‘The Blob’ Fueling Drastic Changes Under The Sea Ahead Of El Niño
It’s the crack of dawn on a recent morning at Fisherman’s Landing in Point Loma, and the docks are bustling.
Dozens of enthusiastic anglers have just returned with a boatload of bluefin tuna, dorado and yellowtail.
It’s been a banner season, said Andrew Dalo, who books reservations for Point Loma Sportfishing.
“I’ve got overnight and day-and-a-half boats that are catching 100- to almost 200-pound bluefin tuna up off our coast here, out west and up north,” Dalo said. “And that’s stuff that we don’t even normally see up here, let alone go after.”
The tropical fish are typically reeled in off Mexico and far off-shore, Dalo said. Now they’re being hooked as close as 10-20 miles off of San Diego, where water temperatures are exceptionally warm.
“Right now we’re 4 to 5 degrees above normal, which to you and me doesn’t seem like much, but if you’re an animal living in the sea and you live at that temperature — that’s a huge change,” said Toby Garfield, director of the Environmental Research Division at Southwest Fisheries Science Center in La Jolla.
The warm water, which scientists have named “the blob,” formed two years ago near Alaska and has spread down the West Coast. Garfield said the warm conditions have sent mother nature into disarray.
“In fact, having this additional warm water has changed the winds a little bit,” Garfield explained. “The upwelling winds really drive the productivity along the California coast. So if you reduce that productivity, you start changing a lot of different parts of the whole ecosystem.”
Much of the fishery population has shifted north, and El Niño hasn’t even arrived yet, said Garfield, who analyzes ocean conditions and reports his findings to the Pacific Fishery Management Council.
“If you go out and do an assessment and you’re not sure where that population is from, you can get some erroneous results in terms of how you’re going to divide up the fisheries,” Garfield said. “And remember, the fish don’t know there’s a Mexican border or Canadian border.”
“We really do have a front row seat on a fascinating change,” Garfield added. “We haven’t seen it this anomalously warm in the record, and at the same time, we’re having a developing El Niño.”
Garfield said he sees two possible scenarios playing out this winter: El Niño’s storm energy will stir up the water, causing the cool water from the ocean depths to mix with and cool the water at the surface.
“That’s one scenario — that it may disappear and will go back to more normal temperatures,” Garfield explained. “The other scenario is that the two will reinforce each other and we’ll have even warmer conditions, and the weather patterns will be different than we expect with a normal El Niño.”
Garfield says additional heat from El Niño could produce storms with higher energy and moisture.

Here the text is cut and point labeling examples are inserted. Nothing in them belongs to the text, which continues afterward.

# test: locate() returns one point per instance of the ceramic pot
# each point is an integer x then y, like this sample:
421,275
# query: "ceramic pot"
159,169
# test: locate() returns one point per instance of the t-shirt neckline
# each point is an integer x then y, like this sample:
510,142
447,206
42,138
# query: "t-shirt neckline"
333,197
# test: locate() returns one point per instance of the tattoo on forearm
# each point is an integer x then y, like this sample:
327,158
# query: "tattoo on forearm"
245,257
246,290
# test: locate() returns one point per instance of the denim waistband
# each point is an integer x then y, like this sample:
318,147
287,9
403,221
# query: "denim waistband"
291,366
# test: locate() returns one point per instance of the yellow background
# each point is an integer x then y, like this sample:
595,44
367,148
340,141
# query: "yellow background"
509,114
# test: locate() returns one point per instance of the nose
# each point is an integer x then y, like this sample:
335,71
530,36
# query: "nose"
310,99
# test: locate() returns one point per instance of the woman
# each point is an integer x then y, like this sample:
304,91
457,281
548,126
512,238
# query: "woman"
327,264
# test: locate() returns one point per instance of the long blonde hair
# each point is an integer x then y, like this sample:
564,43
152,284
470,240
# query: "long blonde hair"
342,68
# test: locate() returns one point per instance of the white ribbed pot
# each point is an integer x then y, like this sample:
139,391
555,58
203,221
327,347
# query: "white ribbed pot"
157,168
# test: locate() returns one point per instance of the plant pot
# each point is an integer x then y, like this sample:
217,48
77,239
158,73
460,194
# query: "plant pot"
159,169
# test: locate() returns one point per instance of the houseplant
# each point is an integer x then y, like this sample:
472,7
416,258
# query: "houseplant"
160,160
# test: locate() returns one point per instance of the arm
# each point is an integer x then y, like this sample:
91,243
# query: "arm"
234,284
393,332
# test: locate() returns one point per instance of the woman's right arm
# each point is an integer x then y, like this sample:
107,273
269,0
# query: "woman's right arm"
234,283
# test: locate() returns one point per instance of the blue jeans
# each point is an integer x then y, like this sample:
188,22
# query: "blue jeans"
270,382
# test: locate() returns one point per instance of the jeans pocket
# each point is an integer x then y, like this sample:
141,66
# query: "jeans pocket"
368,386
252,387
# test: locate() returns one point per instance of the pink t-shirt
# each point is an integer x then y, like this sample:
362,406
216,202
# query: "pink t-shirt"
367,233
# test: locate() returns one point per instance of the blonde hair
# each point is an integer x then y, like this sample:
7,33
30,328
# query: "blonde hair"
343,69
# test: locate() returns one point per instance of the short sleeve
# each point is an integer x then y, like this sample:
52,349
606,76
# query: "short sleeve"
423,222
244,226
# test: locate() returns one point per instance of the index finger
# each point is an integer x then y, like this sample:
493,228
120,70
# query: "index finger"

Meanwhile, the telltale signs of current ocean water temperatures from “the blob” have appeared in recent months along San Diego’s shores. The unusual visitors range from hammerhead sharks to tropical fish to millions of red tuna crabs.
“We’ve also seen ‘by the wind sailors’ that have occurred en masse on the shores here on La Jolla and elsewhere,” said David Checkley, a professor of marine biology at Scripps Institution of Oceanography.
Checkley said the reduction in upwelling of cold water nutrients from the ocean floor has drastically altered the food web.
“At the base of the food chain it’s been observed that the amount of chlorophyll or phytoplankton is lower than normal because we have fewer nutrients brought up into the surface waters,” Checkley said.
Phytoplankton provide food for a wide range of sea creatures including whales, shrimp, snails, and jellyfish, according to the National Oceanic Atmospheric Administration.
“The continued poor health of the California sea lion population is likely due to a lack of forage — anchovy, sardines… perhaps squid,” Checkley said.
An algal bloom occurring along the West Coast from California up to Alaska is also a growing concern.
“Those harmful algal blooms sometimes come with toxins — demoic acid that can poison marine mammals that eat fish that consume those algae,” he said.
Checkley said water temperatures will likely eventually return to normal, but he can’t help but look at the conditions as a harbinger of the future.
“What perhaps is worrisome is if you think of things such as this and a long-term trend in a rise in temperatures associated with the climate warming or climate change,” Checkley said.
He predicts some sea creatures will suffer through El Niño.
“The winners are the recreational fishermen,” Checkley said.
San Diego’s sportfishing season usually wraps up in September, but not this year.
“We’re hoping this stuff stays around,” Dalo said. “If it stays up here, we can fish in U.S. waters. You bet. We’ll fish into October. We’ll fish into November.”